Prior to the budget, CEAMA President Manish Sharma said, “Streamlined to government’s Make-in-India vision, the industry expects (the government) to increase the BCD (basic customs duty) on GST ACE (appliances and consumer electronics) goods from 10 per cent to 20 per cent to discourage imports of these goods”.
Despite suffering a setback on account of demonetization, the consumer electronics and appliances industry is optimistic and says that the industry, “is presently in the right momentum and is expected to grow at CAGR 9.5 per cent from 2015 till 2021”.
However, when expectations are riding high in every sector, shadows of disappointments is likely to make appearances.
“It is not consistent with respect to the request of Rs 1.26 crore investment proposal. The M-SIPS application date will end in 2018. If we calculate on the basis of 25 per cent subsidy on capital expenditure then, as per our observation, projects worth Rs 3,000 crore can be implemented in 2017-18”, Rajoo Goel, Secretary General, Electronic Industries Association of India, reacted.

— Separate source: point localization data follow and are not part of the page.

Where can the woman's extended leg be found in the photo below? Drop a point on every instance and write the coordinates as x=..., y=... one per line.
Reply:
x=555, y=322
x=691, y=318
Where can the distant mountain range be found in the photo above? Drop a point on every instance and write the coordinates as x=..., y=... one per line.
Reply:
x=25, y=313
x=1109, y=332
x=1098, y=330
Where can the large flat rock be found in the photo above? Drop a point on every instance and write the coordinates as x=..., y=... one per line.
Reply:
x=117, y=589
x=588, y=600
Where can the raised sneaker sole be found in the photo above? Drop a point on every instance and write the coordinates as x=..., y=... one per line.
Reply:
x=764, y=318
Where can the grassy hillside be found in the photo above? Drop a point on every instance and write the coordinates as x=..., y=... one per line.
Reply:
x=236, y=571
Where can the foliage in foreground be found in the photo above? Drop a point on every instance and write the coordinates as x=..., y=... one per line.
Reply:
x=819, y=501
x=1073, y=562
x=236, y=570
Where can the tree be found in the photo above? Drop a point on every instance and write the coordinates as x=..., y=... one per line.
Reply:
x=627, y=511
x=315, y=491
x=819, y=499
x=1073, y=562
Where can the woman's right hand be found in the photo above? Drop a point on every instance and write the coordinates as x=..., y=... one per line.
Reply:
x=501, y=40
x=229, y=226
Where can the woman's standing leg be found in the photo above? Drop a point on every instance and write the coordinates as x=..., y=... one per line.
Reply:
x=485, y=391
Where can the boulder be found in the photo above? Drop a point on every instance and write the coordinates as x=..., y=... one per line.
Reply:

With the focus on strictly creating an indigenous infrastructure for domestic component production, the government has increased 2% special additional duty (SAD) on the import of printed circuit boards (PCB’s) terming the move as an attempt to ‘provide adequate protection to domestic industry’.
Although, this will lead to increase in prices of low-cost mobile phones in around same proportion, but in long run, the domestic PCB industry will start to evolve as requirements are to swell up in coming times, with a good number of manufacturing plants already here in India.
The same effect was initiated in the last budget of 2016-17, however, with the industry still at a nascent stage and underprepared for manufacturing indigenous components, it was called off.
However, extending in differential duty on the mic, receivers, metals and plastics, keypad and USB cables has been avoided as demanded by handset manufacturers proposed under phase manufacturing programme-2.